Part of what makes each of the worlds Beau encounters along the way work is the staggering production design from Fiona Crombie. Her notable work on The Favourite and Cruella made her a standout and she elevates her craft here, particularly in the theatrical segment. “We started working early on, color-coding each world and making sure there was this overarching color palette so that all the worlds were kind of cohesive with each other, but at the same time, very stark and very different, or very stark in their differences,” Aster says to Complex. “Because this was an invented world, which was basically a mirror of the world we’re in now, but just a little bit worse…everything needed to be invented along with it.”
Within this radical invention are details and considerations you might not even notice. Aster mentions the name of the bottled water Beau purchases or the graffiti on the apartment lobby ways. “These are things that you might not see but mean the world to me, and I think to all the people on the set because it makes this world very real,” he says. “It encourages a different kind of engagement for me, to search the frame and pay this thing respect because I feel respected as a viewer.”

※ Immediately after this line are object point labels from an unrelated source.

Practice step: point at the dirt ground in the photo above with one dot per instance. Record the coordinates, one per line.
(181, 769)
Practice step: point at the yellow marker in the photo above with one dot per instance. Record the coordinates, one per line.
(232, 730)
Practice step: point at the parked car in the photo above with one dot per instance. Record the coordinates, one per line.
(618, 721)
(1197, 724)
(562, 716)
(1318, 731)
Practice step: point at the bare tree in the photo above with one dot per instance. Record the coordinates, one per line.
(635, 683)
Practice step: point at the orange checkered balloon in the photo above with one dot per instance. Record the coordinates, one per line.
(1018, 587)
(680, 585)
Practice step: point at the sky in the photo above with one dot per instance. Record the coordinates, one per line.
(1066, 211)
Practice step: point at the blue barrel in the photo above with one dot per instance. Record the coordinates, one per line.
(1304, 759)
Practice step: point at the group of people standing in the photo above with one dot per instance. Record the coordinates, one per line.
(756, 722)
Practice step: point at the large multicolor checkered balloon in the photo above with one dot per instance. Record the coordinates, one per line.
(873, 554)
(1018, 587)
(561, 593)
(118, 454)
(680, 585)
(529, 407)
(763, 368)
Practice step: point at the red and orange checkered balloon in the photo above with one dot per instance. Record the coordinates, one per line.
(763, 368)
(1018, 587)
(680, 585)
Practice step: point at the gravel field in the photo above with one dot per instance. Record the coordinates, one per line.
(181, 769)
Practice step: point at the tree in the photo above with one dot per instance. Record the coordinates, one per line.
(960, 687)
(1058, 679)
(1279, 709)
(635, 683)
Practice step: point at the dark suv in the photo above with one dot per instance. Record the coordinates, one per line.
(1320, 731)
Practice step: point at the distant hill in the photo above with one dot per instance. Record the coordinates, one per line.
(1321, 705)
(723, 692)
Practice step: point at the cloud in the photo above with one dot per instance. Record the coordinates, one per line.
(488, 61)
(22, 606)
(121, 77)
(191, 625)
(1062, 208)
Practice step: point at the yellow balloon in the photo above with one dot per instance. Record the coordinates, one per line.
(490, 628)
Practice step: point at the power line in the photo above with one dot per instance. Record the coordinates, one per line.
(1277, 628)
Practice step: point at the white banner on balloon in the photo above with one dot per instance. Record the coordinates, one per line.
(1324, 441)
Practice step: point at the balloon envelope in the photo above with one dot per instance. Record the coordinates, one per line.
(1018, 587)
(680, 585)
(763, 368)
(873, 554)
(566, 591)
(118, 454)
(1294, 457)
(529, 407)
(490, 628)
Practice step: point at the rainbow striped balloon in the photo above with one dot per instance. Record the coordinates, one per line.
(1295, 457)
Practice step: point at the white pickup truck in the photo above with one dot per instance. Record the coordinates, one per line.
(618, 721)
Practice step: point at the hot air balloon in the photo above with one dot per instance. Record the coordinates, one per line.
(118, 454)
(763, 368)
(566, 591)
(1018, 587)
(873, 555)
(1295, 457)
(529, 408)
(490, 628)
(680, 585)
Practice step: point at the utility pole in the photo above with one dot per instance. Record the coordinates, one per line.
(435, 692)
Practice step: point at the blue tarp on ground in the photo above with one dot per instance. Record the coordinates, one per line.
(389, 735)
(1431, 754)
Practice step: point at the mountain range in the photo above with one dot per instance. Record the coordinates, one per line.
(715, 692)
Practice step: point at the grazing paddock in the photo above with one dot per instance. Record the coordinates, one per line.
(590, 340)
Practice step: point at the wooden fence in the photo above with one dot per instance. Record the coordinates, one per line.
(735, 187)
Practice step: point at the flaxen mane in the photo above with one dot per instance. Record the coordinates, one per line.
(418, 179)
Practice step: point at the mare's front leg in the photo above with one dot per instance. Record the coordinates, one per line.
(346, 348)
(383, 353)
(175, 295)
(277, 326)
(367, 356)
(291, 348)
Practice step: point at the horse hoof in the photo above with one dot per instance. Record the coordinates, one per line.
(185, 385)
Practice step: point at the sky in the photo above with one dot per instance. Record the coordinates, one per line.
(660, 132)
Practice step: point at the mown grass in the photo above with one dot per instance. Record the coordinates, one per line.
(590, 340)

While moviegoers may respect Aster’s craft, they may find the intricacies of Beau hard to wrap their arms around. That’s something Aster himself acknowledged to GQ in late March, saying. “I just really wanted to make something strange.” In that regard, the mission was accomplished. Beau is decidedly less clear-cut than his prior works. Some may consider the vagaries to make the film impenetrable, while others will eagerly dive into its depths to turnabout its themes and imagery repeatedly—as evidenced by the already visceral reception in its limited release.
People have gone so far as to declare Beau a “career-killing film,” a statement that’s just factually untrue; Aster confirmed to GQ he’s already hard at work on a western. Feedback of that magnitude also doesn’t support the critical and audience narratives around the movie. At the time of this writing, the film’s Rotten Tomatoes Audience Scores are at 73 percent. Should that hold, it proves that Aster’s vision, twisted as it is, is connecting—at least with the majority.
Aster’s nervousness about his big swing mirrors the anxiety hanging over his titular character. But the thing about fears is that once you face them, relief arrives alongside them. “I’ve always been excited about making this just because it always felt to me like the most liberating of the films, like the one that would allow me the most freedom to just kind of go wherever I wanted to go,” the director tells Complex. In forcing Beau to confront his fears, Aster’s freedom allows him to create his most singularly ambitious work yet.